I agree with @nomynjb that we need to break the Gutenberg rules of privileging unchangeable print and linear modes of communication. I have loads of ideas about how to do this. For example, I want to make and embed short videos and comic strips in my blogs, and I want to know how to do all this on my phone, on the move, as well as from my laptop at a desk. I long to embrace the new technologies, not still be struggling with the old ones, and – as @nomynjb put it – ‘access this new technology for its potential, not for its usefulness’. But I don’t have the skills and I can’t afford to pay other people to help me. I can’t even afford the software I want to use for comic strips.

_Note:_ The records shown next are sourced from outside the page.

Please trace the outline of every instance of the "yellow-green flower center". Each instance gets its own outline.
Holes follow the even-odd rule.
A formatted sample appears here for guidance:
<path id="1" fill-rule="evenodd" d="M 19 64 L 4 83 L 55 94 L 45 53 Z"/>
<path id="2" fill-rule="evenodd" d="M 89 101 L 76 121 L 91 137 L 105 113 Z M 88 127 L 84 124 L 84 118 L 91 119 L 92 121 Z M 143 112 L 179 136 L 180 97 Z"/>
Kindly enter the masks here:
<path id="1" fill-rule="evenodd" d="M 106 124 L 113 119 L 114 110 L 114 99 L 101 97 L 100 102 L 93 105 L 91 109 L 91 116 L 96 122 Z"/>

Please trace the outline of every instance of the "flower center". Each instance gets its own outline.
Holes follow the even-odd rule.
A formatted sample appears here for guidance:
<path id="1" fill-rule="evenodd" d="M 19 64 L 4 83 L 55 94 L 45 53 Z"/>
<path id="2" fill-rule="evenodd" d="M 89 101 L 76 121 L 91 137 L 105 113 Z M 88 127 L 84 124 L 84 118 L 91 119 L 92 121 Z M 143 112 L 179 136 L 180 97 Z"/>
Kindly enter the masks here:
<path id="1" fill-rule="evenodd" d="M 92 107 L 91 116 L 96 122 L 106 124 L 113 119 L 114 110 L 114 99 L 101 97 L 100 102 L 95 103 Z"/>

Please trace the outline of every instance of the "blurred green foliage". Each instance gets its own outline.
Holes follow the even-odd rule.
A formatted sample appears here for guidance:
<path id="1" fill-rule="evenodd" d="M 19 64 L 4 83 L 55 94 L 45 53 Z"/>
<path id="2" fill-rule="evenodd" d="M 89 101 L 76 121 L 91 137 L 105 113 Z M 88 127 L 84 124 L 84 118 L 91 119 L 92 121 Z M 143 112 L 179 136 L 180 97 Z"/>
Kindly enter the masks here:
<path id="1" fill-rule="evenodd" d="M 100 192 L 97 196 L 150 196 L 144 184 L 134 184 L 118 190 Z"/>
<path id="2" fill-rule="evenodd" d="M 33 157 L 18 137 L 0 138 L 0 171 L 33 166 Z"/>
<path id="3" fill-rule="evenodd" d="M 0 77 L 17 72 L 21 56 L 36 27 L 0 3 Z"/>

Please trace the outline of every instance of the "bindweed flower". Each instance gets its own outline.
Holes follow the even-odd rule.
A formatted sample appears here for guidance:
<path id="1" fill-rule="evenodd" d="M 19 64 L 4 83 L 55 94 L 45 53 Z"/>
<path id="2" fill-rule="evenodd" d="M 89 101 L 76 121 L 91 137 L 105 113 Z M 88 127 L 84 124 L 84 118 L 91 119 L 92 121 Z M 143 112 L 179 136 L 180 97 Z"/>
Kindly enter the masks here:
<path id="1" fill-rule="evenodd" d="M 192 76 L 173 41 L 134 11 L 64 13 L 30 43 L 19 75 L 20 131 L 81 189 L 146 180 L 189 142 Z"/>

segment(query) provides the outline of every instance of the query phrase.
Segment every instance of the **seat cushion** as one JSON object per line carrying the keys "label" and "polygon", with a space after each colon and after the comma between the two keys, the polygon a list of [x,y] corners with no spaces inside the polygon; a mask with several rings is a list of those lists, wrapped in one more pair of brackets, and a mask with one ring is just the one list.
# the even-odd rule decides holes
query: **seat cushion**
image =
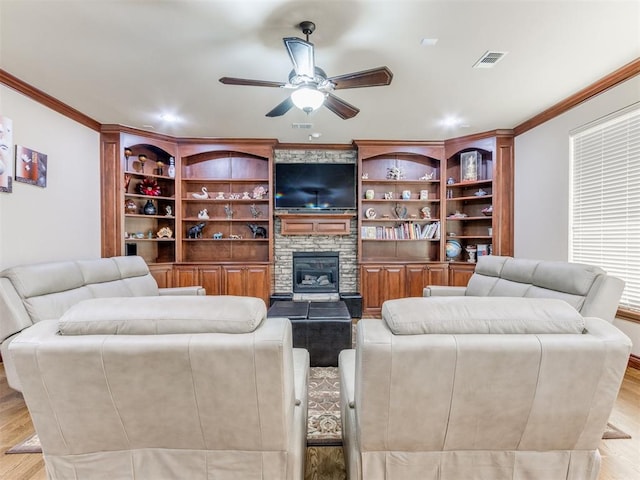
{"label": "seat cushion", "polygon": [[388,300],[382,318],[396,335],[425,333],[573,333],[584,318],[563,300],[512,297],[416,297]]}
{"label": "seat cushion", "polygon": [[58,322],[62,335],[250,333],[266,317],[262,299],[220,296],[94,298]]}

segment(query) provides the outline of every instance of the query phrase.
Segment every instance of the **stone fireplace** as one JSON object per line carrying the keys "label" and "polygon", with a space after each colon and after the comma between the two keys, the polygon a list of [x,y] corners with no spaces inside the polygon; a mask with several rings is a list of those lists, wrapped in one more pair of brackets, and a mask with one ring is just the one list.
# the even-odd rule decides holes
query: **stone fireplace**
{"label": "stone fireplace", "polygon": [[338,293],[338,252],[293,252],[293,293]]}

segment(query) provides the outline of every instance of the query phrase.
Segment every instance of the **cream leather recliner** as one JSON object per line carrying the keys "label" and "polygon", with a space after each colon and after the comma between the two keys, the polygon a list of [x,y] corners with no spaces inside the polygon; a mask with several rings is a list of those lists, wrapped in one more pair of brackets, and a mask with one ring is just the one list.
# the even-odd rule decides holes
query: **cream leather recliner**
{"label": "cream leather recliner", "polygon": [[585,317],[613,322],[623,289],[621,279],[593,265],[486,255],[466,287],[430,285],[423,295],[559,298]]}
{"label": "cream leather recliner", "polygon": [[9,346],[55,480],[301,480],[309,355],[262,299],[85,300]]}
{"label": "cream leather recliner", "polygon": [[58,319],[89,298],[204,295],[200,286],[158,288],[142,257],[19,265],[0,272],[0,352],[9,386],[20,391],[9,355],[19,332],[41,320]]}
{"label": "cream leather recliner", "polygon": [[595,480],[631,342],[557,299],[390,300],[340,353],[350,480]]}

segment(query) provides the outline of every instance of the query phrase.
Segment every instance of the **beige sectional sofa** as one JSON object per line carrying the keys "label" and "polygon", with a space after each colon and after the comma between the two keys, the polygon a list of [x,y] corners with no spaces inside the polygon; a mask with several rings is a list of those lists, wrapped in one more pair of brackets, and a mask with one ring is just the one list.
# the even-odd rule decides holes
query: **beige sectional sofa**
{"label": "beige sectional sofa", "polygon": [[309,355],[262,299],[84,300],[9,351],[48,478],[302,480]]}
{"label": "beige sectional sofa", "polygon": [[76,303],[103,297],[204,295],[202,287],[158,288],[141,257],[21,265],[0,272],[0,352],[9,386],[21,390],[8,347],[37,322],[60,318]]}
{"label": "beige sectional sofa", "polygon": [[[480,265],[479,265],[480,266]],[[631,349],[558,299],[387,301],[340,354],[350,480],[595,480]]]}
{"label": "beige sectional sofa", "polygon": [[498,255],[478,258],[466,287],[427,286],[424,296],[559,298],[585,317],[613,322],[624,282],[592,265]]}

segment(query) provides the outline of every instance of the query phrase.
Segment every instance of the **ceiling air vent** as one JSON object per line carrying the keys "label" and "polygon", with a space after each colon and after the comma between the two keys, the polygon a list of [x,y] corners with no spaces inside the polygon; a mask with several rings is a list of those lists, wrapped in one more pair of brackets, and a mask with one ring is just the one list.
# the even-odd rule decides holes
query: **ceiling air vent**
{"label": "ceiling air vent", "polygon": [[487,50],[482,57],[473,65],[473,68],[492,68],[496,63],[502,60],[507,52],[492,52]]}

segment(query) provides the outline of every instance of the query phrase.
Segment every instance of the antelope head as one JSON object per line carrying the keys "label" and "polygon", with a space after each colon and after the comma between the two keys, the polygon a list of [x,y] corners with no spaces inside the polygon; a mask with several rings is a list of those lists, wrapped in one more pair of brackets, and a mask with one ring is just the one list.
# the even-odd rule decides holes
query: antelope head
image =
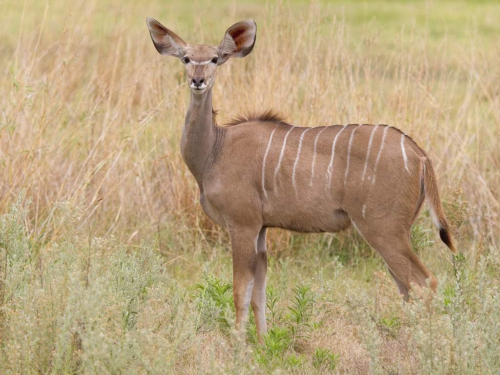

For every iota of skill I acquire, a whole new online platform develops. I find this hugely frustrating! I want to be in the middle of the interwebs, connected to everything, because I can see, and hear, and almost feel and smell and taste, the opportunities and the fun and the creativity available to those who can use technology for its potential. I long to plunge in and disrupt and play. But, without the skills I need to move toward the centre, I’m stuck on the edge.
Then again, there’s still scope for positive disruptive practice on the edge of the web, and in text-based communication. Much of my last book showcased the work of people who bent the rules of research methods, and I’ve just co-written a paper on disruptive methodologies. So maybe it makes sense for me to let go of my longing for the technological playground and, instead, use technology for its usefulness and play to my textual strengths. Also, I suspect nobody, or very few people, can actually keep up with all the technological developments. So perhaps the answer for most of us is to practice positive disruption wherever we usefully can.